The first wheel completes a revolution in $\frac{60}{60}=1$ second

The second wheel completes a revolution in $\frac{60}{36}=1\frac{2}{3}$ second

The third wheel completes a revolution in $\frac{60}{24}=2\frac{1}{2}$ second

The three wheels touch the ground simultaneously at time which are multiples of the above three times.

Hence, the required number is $LCM(1,\frac{5}{3},\frac{5}{2}) = 5$ seconds.

So, the correct option is option (c)

**Question 2: **Navjivan Express from Ahmedabad to Chennai leaves Ahmedabad at 6:30 am and travels at 50km per hour towards Baroda situated 100 kms away. At 7:00 am Howrah – Ahmedabad express leaves Baroda towards Ahmedabad and travels at 40 km per hour. At 7:30 Mr. Shah, the traffic controller at Baroda realises that both the trains are running on the same track.
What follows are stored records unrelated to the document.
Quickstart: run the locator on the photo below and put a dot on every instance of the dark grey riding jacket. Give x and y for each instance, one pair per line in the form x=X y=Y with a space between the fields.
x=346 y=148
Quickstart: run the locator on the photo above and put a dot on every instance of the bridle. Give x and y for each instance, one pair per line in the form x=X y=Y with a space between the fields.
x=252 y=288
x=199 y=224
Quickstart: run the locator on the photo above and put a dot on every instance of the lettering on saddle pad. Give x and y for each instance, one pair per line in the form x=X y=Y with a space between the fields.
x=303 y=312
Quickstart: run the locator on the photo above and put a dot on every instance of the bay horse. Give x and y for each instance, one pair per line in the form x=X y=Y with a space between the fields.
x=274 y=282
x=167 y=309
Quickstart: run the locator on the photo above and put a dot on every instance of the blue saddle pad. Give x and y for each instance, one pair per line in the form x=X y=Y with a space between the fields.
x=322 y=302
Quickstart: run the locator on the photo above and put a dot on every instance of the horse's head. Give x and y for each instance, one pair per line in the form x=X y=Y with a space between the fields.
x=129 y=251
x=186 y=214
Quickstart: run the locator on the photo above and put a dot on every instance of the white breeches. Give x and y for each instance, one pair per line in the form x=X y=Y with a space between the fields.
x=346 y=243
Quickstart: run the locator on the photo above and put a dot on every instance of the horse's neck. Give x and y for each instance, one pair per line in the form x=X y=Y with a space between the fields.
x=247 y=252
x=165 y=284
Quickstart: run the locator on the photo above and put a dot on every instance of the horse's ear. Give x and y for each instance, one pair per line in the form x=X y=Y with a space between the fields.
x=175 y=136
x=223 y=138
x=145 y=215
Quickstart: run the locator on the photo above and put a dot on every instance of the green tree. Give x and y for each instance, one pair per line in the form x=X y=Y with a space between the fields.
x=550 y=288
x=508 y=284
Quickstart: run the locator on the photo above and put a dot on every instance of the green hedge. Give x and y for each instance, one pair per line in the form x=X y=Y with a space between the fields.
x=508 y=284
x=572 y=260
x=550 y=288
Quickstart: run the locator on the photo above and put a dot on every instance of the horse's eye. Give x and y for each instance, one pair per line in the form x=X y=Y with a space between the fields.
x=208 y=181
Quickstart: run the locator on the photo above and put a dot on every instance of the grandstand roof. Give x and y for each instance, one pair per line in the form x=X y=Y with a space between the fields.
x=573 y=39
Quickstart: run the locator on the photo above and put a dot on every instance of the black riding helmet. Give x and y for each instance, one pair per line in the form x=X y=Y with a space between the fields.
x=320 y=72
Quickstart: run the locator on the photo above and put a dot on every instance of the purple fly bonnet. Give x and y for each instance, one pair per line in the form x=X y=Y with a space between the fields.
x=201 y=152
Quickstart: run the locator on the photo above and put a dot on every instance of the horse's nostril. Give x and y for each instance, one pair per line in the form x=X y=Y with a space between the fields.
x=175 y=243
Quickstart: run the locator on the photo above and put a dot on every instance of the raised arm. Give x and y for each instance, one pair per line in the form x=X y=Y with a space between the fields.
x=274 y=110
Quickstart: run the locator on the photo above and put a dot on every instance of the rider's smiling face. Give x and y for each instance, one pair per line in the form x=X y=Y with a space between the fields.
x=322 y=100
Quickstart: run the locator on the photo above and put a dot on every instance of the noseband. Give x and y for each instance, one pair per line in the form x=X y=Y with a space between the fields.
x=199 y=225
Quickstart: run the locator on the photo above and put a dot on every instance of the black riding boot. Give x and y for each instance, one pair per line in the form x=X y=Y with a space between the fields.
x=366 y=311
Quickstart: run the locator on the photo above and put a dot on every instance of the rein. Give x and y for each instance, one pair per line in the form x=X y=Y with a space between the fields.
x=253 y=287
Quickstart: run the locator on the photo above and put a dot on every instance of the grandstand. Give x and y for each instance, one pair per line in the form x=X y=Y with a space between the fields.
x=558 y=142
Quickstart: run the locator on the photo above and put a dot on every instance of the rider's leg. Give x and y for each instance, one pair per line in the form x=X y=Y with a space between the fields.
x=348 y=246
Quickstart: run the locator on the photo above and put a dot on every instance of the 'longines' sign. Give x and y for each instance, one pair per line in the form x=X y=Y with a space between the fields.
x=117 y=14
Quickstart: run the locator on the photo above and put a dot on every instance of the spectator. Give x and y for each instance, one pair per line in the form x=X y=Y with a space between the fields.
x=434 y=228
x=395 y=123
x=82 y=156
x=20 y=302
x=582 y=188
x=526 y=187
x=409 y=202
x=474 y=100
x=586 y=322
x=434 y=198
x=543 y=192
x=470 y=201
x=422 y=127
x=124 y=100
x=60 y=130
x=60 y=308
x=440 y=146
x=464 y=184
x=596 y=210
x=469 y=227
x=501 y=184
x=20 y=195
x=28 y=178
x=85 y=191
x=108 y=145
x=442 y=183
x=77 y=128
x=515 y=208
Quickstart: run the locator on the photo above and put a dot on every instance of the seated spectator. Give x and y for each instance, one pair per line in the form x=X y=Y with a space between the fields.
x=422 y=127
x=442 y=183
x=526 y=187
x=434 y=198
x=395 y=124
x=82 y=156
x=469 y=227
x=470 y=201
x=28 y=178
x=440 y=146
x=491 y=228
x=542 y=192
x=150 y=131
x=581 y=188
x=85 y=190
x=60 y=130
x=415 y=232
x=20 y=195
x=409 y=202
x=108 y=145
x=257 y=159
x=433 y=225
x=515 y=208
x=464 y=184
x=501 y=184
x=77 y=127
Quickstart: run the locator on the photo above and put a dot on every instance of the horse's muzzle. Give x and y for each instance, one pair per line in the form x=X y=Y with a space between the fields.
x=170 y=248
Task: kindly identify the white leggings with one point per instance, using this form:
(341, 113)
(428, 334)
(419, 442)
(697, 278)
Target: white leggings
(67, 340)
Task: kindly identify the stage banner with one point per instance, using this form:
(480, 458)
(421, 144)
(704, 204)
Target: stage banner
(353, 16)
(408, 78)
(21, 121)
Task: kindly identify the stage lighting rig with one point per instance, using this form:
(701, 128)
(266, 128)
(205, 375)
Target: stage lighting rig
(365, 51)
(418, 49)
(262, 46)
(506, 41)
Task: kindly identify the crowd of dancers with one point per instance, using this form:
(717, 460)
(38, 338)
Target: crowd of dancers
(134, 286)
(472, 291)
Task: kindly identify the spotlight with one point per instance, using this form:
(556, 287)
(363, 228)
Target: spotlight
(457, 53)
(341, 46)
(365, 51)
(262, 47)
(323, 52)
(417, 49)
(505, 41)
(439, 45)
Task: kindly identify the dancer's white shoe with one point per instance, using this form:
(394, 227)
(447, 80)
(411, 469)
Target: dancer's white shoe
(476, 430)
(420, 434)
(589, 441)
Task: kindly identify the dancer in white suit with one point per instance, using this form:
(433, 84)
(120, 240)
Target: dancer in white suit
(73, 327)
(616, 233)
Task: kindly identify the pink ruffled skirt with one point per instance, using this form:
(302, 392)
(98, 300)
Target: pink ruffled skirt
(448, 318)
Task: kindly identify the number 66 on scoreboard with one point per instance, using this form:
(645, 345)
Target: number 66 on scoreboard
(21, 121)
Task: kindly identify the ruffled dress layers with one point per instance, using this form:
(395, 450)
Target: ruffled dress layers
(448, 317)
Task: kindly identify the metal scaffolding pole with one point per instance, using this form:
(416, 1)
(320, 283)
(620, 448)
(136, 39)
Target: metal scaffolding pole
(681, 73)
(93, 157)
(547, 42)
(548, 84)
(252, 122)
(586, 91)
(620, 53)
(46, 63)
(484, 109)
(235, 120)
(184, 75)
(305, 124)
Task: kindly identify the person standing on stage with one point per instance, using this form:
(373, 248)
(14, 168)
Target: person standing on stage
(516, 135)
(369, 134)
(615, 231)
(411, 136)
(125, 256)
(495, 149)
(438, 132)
How much time does he have to avert a head-on collision between the two trains?

a) 15 minutes

b) 20 minutes

c) 25 minutes

d) 30 minutes

**2) Answer (B)**

**Solution:**

The distance between Ahmedabad and Baroda is 100 Km

Navjivan express starts at 6:30 am at 50 Km/hr and Howrah expresses starts at 7:00 am at 40 Km/hr.

Distance covered by Navjivan express in 30 minutes (by 7 am) is 25 Km/hr.

So, at 7 am, the distance between the two trains is 75 Kms and they are travelling towards each other a relative speed of 50+40=90 Km/hr.

So, time taken them to meet is 75/90*60 = 50 minutes.

As, Mr. Shah realizes the problem after thirty minutes, time left to avoid collision is 50-30 = 20 minutes

**Question 3: **A person can complete a job in 120 days. He works alone on Day 1. On Day 2, he is joined by another person who also can complete the job in exactly 120 days. On Day 3, they are joined by another person of equal efficiency. Like this, everyday a new person with the same efficiency joins the work. How many days are required to complete the job?

**3) Answer: 15**

**Solution:**

Let the rate of work of a person be x units/day. Hence, the total work = 120x.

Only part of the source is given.